Organizations need to change their culture to respond to changing conditions in the environment, to remain competitive, and to avoid complacency or stagnation. Culture change often begins by the creation of a sense of urgency. Next, a change of leaders and other key players may enact change and serve as effective role models of new behavior. Training can also be targeted toward fostering these new behaviors. Reward systems are changed within the organization. Finally, the organization creates new stories and symbols. Successful culture change requires managers that are proficient at all of the P-O-L-C functions. Creating and communicating a vision is part of planning; leadership and role modeling are part of leading; designing effective reward systems is part of controlling; all of which combine to influence culture, a facet of organizing.
How do you find out about a company’s culture before you join? Here are several tips that will allow you to more accurately gauge the culture of a company you are interviewing with.
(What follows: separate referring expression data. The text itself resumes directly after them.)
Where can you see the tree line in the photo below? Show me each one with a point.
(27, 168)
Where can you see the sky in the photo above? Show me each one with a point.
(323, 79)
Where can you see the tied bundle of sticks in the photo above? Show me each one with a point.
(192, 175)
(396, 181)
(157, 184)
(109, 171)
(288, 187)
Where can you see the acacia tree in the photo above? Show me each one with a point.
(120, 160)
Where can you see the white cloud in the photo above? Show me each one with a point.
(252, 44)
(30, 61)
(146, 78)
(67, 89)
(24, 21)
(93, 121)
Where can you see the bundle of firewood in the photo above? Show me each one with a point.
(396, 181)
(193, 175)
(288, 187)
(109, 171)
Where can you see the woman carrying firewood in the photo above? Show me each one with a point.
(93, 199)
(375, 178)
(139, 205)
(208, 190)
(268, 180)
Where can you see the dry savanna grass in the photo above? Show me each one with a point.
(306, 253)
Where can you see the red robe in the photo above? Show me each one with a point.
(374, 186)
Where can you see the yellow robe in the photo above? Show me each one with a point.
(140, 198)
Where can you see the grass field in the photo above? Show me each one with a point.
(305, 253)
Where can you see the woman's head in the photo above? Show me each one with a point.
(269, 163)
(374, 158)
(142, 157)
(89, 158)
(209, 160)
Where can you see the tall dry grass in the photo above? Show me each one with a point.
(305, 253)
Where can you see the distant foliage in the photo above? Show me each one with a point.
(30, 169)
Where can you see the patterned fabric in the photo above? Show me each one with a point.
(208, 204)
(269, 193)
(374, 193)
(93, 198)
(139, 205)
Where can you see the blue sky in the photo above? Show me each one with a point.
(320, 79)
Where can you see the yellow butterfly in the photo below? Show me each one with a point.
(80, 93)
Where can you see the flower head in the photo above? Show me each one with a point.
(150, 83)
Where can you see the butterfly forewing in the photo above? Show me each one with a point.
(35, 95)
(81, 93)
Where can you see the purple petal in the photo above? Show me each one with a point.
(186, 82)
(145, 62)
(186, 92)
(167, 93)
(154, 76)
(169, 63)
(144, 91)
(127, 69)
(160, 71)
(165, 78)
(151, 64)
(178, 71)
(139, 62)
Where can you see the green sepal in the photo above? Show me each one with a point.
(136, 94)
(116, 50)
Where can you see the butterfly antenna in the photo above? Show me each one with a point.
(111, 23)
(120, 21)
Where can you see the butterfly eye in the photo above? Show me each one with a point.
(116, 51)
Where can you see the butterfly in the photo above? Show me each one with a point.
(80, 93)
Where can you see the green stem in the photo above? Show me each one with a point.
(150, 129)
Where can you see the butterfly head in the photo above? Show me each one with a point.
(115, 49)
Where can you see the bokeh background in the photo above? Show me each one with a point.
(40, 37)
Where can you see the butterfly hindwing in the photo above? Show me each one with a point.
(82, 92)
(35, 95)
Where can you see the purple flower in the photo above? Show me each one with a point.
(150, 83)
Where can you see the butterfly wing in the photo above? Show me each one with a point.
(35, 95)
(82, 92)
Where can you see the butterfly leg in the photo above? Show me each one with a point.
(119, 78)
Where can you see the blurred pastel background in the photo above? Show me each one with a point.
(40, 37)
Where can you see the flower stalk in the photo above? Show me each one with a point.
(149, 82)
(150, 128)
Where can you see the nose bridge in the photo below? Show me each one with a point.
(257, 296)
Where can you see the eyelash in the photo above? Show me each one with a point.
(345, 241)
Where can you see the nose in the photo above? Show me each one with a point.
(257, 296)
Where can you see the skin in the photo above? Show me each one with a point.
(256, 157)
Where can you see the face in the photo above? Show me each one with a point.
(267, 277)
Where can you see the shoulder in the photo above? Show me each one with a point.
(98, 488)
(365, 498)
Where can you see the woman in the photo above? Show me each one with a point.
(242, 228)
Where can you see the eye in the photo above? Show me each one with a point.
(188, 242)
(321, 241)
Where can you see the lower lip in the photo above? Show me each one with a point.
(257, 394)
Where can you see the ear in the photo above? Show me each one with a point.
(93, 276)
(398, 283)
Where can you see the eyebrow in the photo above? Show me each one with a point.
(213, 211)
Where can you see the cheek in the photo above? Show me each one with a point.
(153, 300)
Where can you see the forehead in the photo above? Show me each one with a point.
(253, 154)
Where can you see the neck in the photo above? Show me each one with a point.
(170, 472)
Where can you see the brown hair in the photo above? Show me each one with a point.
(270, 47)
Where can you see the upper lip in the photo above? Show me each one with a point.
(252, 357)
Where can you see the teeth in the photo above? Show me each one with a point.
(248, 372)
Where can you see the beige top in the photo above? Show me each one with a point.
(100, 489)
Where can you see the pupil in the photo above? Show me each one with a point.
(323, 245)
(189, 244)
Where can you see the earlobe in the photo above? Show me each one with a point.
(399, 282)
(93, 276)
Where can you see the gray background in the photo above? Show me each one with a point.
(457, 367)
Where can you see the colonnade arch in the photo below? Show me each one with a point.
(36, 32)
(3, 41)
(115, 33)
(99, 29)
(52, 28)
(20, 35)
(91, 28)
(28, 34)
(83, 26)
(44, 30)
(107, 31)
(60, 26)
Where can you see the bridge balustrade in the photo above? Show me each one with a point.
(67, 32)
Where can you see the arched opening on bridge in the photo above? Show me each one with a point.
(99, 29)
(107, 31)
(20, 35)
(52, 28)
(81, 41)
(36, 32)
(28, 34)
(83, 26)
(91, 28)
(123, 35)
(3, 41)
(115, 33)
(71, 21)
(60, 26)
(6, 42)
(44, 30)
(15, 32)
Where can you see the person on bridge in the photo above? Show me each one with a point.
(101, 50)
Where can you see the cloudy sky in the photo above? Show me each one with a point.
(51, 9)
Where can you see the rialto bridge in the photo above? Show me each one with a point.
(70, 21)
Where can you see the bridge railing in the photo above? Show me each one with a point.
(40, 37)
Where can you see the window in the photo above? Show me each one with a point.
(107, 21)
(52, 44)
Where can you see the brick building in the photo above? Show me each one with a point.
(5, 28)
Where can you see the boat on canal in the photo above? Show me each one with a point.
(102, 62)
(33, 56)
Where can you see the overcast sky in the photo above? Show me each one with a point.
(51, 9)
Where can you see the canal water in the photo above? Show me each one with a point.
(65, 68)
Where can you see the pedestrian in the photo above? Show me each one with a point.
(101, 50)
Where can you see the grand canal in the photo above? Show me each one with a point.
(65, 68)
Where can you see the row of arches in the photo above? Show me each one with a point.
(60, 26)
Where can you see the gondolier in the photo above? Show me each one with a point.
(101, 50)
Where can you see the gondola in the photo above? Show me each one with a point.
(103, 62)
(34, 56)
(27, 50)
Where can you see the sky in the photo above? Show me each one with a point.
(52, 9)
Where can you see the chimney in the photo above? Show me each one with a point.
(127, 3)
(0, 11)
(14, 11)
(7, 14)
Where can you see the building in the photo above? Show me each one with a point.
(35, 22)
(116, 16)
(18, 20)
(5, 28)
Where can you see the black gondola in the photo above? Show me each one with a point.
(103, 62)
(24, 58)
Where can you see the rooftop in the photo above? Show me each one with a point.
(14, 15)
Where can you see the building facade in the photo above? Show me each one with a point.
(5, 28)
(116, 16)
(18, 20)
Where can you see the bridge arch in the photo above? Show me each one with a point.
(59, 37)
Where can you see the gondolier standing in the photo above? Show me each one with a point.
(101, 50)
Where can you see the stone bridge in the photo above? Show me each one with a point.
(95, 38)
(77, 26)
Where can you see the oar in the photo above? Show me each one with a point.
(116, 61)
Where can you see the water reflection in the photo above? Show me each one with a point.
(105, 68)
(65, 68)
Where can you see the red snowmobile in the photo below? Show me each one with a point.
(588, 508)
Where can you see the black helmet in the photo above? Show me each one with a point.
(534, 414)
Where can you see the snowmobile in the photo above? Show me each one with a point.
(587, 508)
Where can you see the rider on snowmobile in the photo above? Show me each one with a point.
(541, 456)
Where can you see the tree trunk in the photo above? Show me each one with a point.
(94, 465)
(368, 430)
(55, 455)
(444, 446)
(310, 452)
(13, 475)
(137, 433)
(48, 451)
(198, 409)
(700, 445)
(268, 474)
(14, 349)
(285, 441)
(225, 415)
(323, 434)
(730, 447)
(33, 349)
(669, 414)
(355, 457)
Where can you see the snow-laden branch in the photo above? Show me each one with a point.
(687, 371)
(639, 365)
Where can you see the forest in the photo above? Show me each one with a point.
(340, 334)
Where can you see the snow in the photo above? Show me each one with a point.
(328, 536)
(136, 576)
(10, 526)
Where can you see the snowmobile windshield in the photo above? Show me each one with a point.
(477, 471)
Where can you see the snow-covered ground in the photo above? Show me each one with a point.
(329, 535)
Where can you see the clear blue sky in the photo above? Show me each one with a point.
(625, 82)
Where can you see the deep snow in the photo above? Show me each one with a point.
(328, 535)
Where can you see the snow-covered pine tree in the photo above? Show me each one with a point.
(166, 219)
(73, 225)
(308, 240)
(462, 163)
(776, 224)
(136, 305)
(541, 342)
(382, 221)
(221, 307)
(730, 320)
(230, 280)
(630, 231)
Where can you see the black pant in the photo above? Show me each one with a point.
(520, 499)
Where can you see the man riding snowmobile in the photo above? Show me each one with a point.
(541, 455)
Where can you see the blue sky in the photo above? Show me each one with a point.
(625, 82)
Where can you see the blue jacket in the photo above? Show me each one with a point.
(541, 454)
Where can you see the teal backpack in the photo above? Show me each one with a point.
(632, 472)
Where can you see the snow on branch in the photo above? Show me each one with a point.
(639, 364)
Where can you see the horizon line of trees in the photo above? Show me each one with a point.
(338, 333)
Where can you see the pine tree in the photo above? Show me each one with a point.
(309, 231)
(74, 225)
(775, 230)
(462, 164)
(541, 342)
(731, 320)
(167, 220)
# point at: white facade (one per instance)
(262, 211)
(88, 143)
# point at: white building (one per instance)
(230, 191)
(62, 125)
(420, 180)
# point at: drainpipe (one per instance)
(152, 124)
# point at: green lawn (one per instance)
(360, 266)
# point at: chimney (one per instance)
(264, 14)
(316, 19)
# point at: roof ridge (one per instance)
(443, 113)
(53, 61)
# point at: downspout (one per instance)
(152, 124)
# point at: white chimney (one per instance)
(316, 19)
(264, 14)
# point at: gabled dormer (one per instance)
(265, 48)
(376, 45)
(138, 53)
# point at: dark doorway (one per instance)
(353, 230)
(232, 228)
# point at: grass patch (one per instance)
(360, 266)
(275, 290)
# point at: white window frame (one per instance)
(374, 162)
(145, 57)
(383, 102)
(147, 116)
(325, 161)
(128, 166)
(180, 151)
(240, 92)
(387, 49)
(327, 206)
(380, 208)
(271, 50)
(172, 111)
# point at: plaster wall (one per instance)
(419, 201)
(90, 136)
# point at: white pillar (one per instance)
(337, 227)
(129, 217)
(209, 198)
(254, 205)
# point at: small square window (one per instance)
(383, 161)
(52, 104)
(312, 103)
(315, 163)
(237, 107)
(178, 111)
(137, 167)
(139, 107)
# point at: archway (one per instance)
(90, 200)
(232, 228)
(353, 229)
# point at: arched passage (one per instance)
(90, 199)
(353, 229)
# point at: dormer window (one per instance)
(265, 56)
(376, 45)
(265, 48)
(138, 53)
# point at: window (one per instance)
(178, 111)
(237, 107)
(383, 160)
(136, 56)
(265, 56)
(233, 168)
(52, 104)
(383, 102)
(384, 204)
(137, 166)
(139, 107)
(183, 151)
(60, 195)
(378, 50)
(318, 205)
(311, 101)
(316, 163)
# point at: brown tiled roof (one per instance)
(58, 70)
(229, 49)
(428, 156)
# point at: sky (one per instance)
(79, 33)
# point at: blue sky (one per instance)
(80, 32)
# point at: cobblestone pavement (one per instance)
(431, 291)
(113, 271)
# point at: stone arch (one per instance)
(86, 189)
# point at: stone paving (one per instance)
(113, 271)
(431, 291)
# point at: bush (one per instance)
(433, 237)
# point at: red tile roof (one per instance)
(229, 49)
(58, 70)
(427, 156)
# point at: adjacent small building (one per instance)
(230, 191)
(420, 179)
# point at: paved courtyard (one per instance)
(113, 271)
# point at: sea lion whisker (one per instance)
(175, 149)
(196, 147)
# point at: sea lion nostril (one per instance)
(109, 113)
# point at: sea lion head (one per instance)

First, do your research. Talking to friends and family members who are familiar with the company, doing an online search for news articles about the company, browsing the company’s Web site, and reading its mission statement would be a good start.
Second, observe the physical environment. Do people work in cubicles or in offices? What is the dress code? What is the building structure? Do employees look happy, tired, or stressed? The answers to these questions are all pieces of the puzzle.
Third, read between the lines. For example, the absence of a lengthy employee handbook or detailed procedures might mean that the company is more flexible and less bureaucratic.
Fourth, reflect on how you are treated. The recruitment process is your first connection to the company. Were you treated with respect? Do they maintain contact with you or are you being ignored for long stretches at a time?
Fifth, ask questions. What happened to the previous incumbent of this job? What does it take to be successful in this firm? What would their ideal candidate for the job look like? The answers to these questions will reveal a lot about the way they do business.
Finally, listen to your gut. Your feelings about the place in general, and your future manager and coworkers in particular, are important signs that you should not ignore.Adapted from ideas in Daniel, L., & Brandon, C. (2006). Finding the right job fit. HR Magazine, 51, 62–67; Sacks, D. (2005). Cracking your next company’s culture. Fast Company, 99, 85–87.
There are a number of ways to learn about an organization’s culture before you formally join it. Take the time to consider whether the culture you are observing seems like the right fit for you. Once you get a job, you can do key things to maximize your onboarding success.